Insolvencies in the construction sector have jumped in the last month as the UK’s cost of living crisis starts to bite for businesses says Mazars, the international audit, tax and advisory firm. The data shows that 67 construction businesses went bust in February 2022, the highest figures since before the pandemic and up 22% on the number that closed in January.

Mazars says that Britain’s cost of living crisis is now starting to bite for businesses as well as consumers, with the sharply rising cost of construction materials and energy bills pushing more already-struggling construction firms into insolvency.

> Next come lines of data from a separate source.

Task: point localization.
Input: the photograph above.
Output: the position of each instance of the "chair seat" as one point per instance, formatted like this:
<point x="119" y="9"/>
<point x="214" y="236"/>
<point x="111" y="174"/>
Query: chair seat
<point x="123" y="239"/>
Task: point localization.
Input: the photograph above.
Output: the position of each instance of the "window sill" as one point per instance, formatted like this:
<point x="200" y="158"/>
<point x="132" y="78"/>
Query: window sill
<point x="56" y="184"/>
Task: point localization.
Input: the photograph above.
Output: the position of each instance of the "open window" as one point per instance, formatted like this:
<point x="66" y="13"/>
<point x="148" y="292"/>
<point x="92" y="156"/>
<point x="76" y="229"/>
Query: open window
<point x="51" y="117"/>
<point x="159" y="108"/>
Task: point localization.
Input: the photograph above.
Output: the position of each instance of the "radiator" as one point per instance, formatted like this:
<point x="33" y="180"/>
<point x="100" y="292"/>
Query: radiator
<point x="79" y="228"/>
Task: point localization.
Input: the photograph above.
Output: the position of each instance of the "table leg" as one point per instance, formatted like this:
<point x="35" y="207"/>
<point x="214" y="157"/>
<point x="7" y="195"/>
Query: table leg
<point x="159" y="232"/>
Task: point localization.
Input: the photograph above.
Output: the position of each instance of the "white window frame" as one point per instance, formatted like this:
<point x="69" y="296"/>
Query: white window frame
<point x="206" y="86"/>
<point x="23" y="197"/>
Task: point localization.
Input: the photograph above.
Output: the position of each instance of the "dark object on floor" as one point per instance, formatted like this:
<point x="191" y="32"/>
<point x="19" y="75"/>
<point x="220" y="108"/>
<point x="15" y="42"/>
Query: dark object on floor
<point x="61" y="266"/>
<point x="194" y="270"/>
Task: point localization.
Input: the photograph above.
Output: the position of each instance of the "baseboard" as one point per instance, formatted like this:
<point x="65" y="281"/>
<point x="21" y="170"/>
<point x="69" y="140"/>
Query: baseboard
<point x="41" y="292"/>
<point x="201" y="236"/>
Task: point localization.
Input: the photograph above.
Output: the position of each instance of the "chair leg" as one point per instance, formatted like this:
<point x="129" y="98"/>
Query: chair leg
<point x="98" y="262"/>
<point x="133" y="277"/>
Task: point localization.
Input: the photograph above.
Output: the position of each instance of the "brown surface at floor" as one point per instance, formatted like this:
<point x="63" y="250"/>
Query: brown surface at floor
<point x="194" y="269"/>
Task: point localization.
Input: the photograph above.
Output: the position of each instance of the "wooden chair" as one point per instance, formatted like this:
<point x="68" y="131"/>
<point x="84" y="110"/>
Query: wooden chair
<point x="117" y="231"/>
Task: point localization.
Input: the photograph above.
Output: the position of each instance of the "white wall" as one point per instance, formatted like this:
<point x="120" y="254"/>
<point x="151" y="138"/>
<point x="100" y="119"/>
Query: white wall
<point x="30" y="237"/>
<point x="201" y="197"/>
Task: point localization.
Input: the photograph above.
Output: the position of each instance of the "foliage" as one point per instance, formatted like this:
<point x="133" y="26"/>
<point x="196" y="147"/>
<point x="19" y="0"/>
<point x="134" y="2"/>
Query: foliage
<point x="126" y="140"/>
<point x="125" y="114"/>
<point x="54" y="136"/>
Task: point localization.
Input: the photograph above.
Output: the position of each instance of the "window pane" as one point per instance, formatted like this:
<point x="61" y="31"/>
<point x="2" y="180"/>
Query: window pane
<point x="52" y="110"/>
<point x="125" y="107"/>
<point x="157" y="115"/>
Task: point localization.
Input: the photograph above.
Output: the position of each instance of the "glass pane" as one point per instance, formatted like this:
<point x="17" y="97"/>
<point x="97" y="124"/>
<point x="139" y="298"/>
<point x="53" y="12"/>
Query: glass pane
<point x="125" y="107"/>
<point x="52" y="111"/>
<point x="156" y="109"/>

Many construction contractors already operate on very thin margins and have to deal with issues of late payment by their clients. Even a small rise in costs can be enough to trigger a rise in insolvencies.

Creditors are also now able to file winding-up petitions against businesses that owe them more than £750, after the level of debt was increased to £10,000 during the pandemic. This is also driving up the number of construction businesses closing.

Mike Pallott, Partner in the Restructuring Services team at Mazars, said “Britain’s cost of living crisis is hurting not just households but businesses too.”

“Construction businesses are facing a very tough period. With inflation not yet under control, cost and supply chain pressures are going to get worse for the sector before they get better.”

“With no more Government protection from creditors, we’re likely to see insolvencies continue to rise in the construction industry.”